Japanese book trade facing worst crisis since WWII

The Japanese earthquake and tsunami has caused the worst disruption to the Japanese book industry since the Second World War, the president of the Japanese Publishers Association has said.

In a letter to the international publishing community posted on the Frankfurt Book Fair website, Masahiro Oga said following the Tohoku earthquake almost two weeks ago, some of the region's bookshops had been seriously damaged. The region's paper producing industry and distribution networks had also been gravely hit. The Tohoku area contributes about 40% of the industry's paper.

He said: "Due to the fuel shortage, the distributors have decided to deliver books and magazines to each bookshop all over the country every second day, which is every day on a normal basis. It must have a direct impact on the distribution of books and magazines. This serious distribution problem has occurred for the first time since the Second World War." He said it was unclear when distribution to and from Tohoku would be resolved.
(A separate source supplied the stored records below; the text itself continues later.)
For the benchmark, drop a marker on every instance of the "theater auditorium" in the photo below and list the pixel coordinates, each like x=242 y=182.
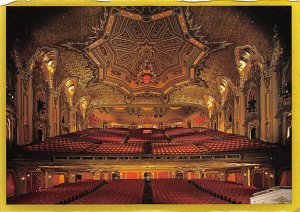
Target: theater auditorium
x=148 y=105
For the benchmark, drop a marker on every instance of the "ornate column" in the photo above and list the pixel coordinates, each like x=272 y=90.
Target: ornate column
x=246 y=176
x=222 y=120
x=20 y=181
x=48 y=178
x=274 y=101
x=19 y=94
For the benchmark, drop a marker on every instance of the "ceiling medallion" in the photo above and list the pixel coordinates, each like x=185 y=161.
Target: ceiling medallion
x=150 y=53
x=147 y=76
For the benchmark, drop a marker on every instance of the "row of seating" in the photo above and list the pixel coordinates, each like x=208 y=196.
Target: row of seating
x=173 y=132
x=237 y=144
x=116 y=192
x=177 y=148
x=104 y=137
x=174 y=191
x=227 y=191
x=58 y=146
x=62 y=193
x=123 y=148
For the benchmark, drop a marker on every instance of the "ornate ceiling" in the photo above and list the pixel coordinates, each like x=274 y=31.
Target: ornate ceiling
x=144 y=55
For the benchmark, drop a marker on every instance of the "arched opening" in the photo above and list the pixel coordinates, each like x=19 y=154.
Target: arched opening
x=252 y=104
x=253 y=133
x=147 y=176
x=115 y=176
x=179 y=175
x=40 y=135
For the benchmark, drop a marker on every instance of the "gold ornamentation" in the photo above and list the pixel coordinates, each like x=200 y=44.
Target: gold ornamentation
x=109 y=24
x=161 y=15
x=182 y=23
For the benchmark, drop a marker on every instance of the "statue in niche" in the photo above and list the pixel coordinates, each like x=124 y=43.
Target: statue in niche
x=41 y=106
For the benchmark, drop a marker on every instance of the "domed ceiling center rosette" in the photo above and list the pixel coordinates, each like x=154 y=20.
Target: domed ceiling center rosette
x=146 y=53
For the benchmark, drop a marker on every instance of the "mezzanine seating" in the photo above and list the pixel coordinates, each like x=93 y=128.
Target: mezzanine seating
x=116 y=192
x=59 y=194
x=104 y=137
x=229 y=191
x=176 y=132
x=175 y=148
x=57 y=146
x=116 y=148
x=237 y=144
x=173 y=191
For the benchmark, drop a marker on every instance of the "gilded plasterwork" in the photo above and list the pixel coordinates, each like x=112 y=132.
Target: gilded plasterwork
x=144 y=56
x=73 y=64
x=192 y=94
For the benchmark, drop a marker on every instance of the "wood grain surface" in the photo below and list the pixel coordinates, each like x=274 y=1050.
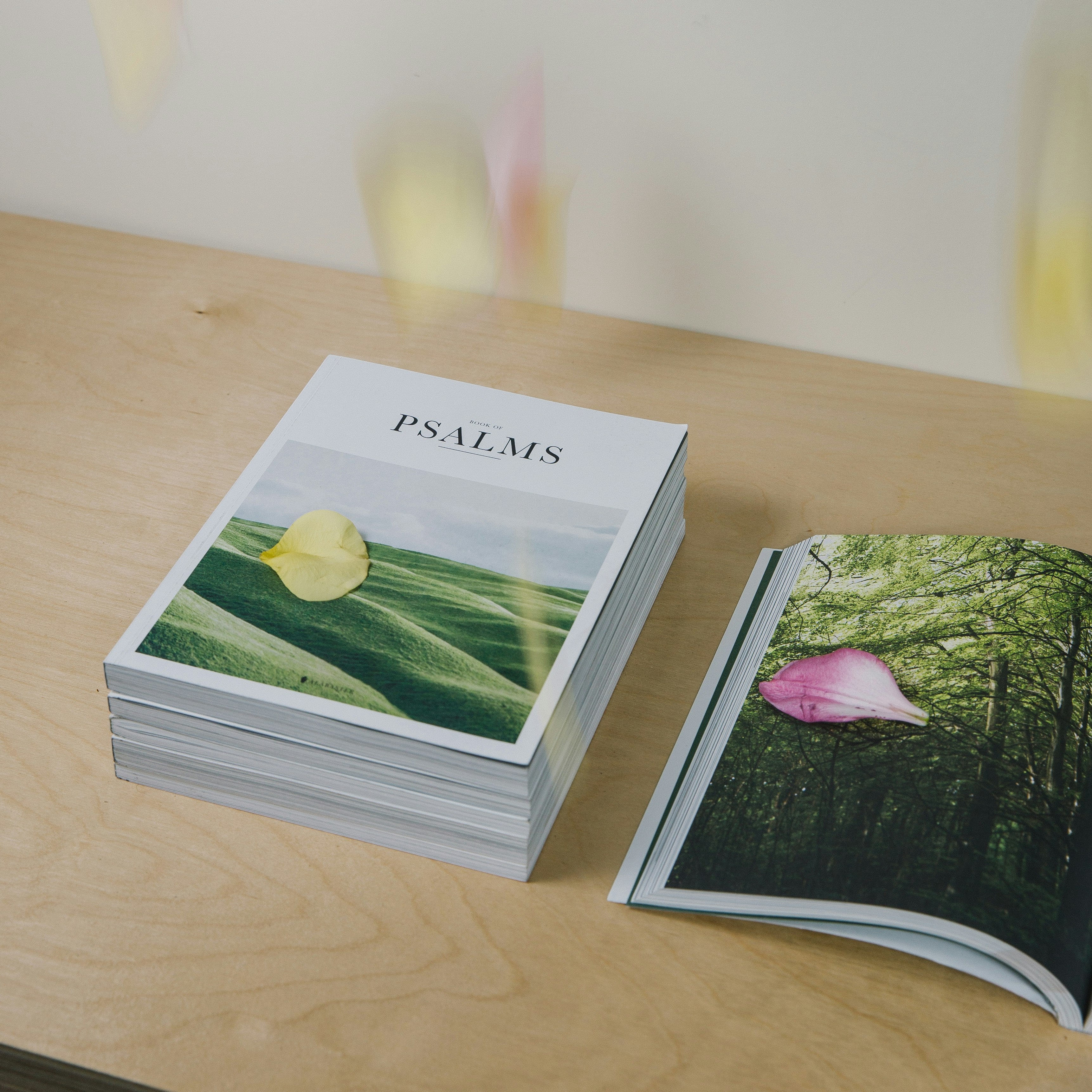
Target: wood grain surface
x=191 y=947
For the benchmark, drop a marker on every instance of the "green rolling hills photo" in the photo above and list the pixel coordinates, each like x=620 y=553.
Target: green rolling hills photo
x=425 y=638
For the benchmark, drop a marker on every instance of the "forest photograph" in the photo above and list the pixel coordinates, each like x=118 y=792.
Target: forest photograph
x=982 y=815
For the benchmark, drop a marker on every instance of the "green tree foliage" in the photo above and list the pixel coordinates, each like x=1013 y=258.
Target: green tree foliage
x=984 y=816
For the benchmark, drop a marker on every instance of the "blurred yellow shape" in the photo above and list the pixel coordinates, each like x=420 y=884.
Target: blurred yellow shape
x=320 y=557
x=140 y=45
x=426 y=195
x=1054 y=271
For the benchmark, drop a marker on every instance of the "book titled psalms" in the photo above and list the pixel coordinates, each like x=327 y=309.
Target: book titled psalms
x=893 y=745
x=407 y=617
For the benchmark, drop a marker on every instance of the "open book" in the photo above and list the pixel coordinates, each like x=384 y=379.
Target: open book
x=893 y=745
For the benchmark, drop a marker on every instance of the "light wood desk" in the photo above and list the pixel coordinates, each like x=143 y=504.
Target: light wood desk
x=191 y=947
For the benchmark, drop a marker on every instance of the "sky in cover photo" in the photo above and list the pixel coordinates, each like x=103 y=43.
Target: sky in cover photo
x=561 y=543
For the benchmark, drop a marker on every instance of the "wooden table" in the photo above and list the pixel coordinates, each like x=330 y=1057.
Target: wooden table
x=191 y=947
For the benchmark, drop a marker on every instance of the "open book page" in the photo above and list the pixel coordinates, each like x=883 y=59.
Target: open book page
x=976 y=825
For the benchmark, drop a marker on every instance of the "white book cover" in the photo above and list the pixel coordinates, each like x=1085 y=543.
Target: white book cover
x=494 y=527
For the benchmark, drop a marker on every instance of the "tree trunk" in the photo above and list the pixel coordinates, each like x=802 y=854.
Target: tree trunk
x=1064 y=710
x=974 y=846
x=1070 y=959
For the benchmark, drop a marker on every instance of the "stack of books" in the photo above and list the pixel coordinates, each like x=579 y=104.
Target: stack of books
x=405 y=620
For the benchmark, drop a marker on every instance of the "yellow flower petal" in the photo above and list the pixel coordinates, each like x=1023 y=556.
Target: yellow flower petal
x=320 y=557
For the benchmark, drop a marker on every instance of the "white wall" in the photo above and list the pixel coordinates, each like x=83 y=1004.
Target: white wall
x=835 y=175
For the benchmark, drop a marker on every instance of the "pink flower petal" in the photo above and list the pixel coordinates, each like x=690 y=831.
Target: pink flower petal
x=846 y=685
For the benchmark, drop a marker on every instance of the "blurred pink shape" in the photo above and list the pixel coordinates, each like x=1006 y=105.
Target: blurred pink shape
x=846 y=685
x=514 y=151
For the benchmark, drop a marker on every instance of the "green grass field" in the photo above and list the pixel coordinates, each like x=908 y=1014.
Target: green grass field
x=423 y=637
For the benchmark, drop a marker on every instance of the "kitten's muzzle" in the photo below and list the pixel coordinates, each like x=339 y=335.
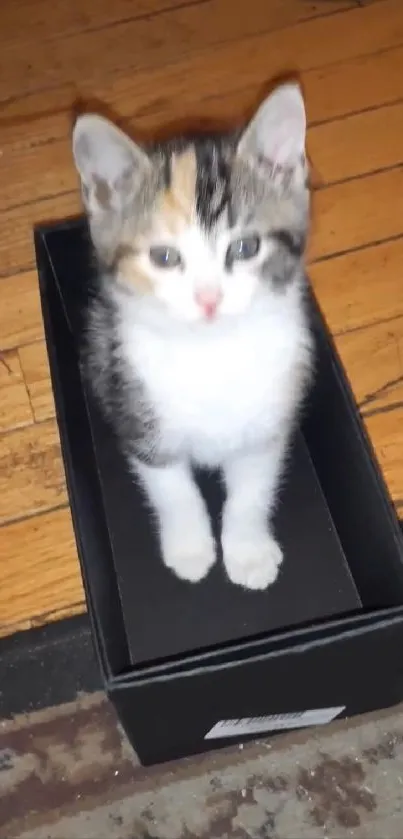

Oga thanked the international publishing community for its support since the disaster. According to the BBC yesterday [Tuesday], the confirmed death toll from the disaster has risen to 7,348, and 10,947 people are listed as missing.

Oga said: "I strongly feel that we are not alone and we are extremely lucky to have many friends like you in the international publishing community. We can do very little under the situation, but if there is something we and you can do from the international publishers, I will certainly let you know."